Yapılan teknik takipler sonucunda, ajans adıyla kurulan yapıların, yüksek kazanç vaadiyle yabancı kadınları Bursa’ya getirdiği ve bu kadınların fuhşa zorlandığı belirlendi. Ayrıca, fuhuş taşımacılığı yapan sürücüler ve kadınları barındıran apart-otel sahiplerinin de bu örgütün bir parçası olduğu saptandı.
Örgüt Yapısı ve Yöntemleri Ortaya Çıktı
Soruşturma, A.Ç. isimli şahsın örgütün lideri olduğunu, E.Ç. ve K.A. isimli şahısların ise yardımcı liderlik yaptığı gerçeğini ortaya çıkardı. Örgütün başka üyeleri olan K.A., D.B. ve U.Ç., bu kötü faaliyetlerin sürdürülmesi için yardımcı roller üstlendi.
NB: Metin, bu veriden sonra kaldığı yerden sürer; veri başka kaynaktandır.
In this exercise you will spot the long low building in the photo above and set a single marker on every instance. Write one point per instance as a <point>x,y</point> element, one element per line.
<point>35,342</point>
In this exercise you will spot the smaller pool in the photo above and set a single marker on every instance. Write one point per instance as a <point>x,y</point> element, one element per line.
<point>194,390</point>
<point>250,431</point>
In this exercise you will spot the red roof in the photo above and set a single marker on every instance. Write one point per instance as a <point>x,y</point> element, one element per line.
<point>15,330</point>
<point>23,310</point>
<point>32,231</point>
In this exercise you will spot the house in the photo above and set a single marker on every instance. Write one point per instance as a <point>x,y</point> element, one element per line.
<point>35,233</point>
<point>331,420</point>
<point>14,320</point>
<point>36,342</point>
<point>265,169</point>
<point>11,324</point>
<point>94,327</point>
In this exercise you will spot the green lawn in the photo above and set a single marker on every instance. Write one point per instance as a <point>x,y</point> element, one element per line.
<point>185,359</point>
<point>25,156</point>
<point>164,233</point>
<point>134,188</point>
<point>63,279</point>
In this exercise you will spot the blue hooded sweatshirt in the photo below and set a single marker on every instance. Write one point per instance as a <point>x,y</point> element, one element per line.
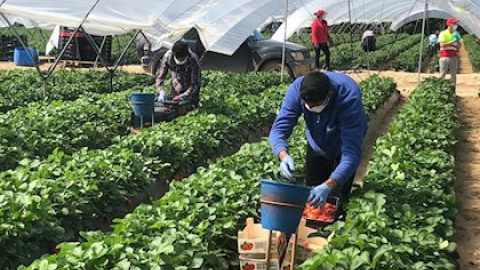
<point>338,130</point>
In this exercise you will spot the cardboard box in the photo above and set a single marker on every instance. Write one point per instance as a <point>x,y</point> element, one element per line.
<point>259,262</point>
<point>306,246</point>
<point>253,240</point>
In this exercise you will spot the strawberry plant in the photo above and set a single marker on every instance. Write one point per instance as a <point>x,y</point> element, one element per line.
<point>195,224</point>
<point>473,49</point>
<point>408,60</point>
<point>36,130</point>
<point>68,193</point>
<point>21,87</point>
<point>377,58</point>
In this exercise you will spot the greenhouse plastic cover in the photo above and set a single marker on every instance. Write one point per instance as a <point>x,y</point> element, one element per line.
<point>222,24</point>
<point>371,11</point>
Kadınların fotoğraflarının katalog şeklinde müşterilere sunulduğu, sosyal medya ve uygunsuz siteler üzerinden müşteri temin edildiği, elde edilen gelirlerin bir kısmının şüpheliler tarafından el konulduğu bilgisine ulaşıldı.
Operasyon, Bursa’nın yanı sıra Trabzon, İstanbul, Adana, İzmir ve Ordu illerinde, sabah 07.00 sıralarında eş zamanlı olarak gerçekleştirildi. Toplamda 22 şüpheli gözaltına alındı. Kurtarılan 23 kadın arasında 9’u Türk vatandaşı, 14’ü ise yabancı uyrukluydu.
Kamu Güvenliği İçin Kararlılık Vurgusu
Emniyet yetkilileri, kamu düzeni ve güvenliğine yönelik bu tür operasyonların kararlılıkla devam edeceği mesajını verdiler. Bu olay, ayrıca insan hakları ihlallerine karşı toplumsal duyarlılığın artması gerektiğini bir kez daha gözler önüne serdi.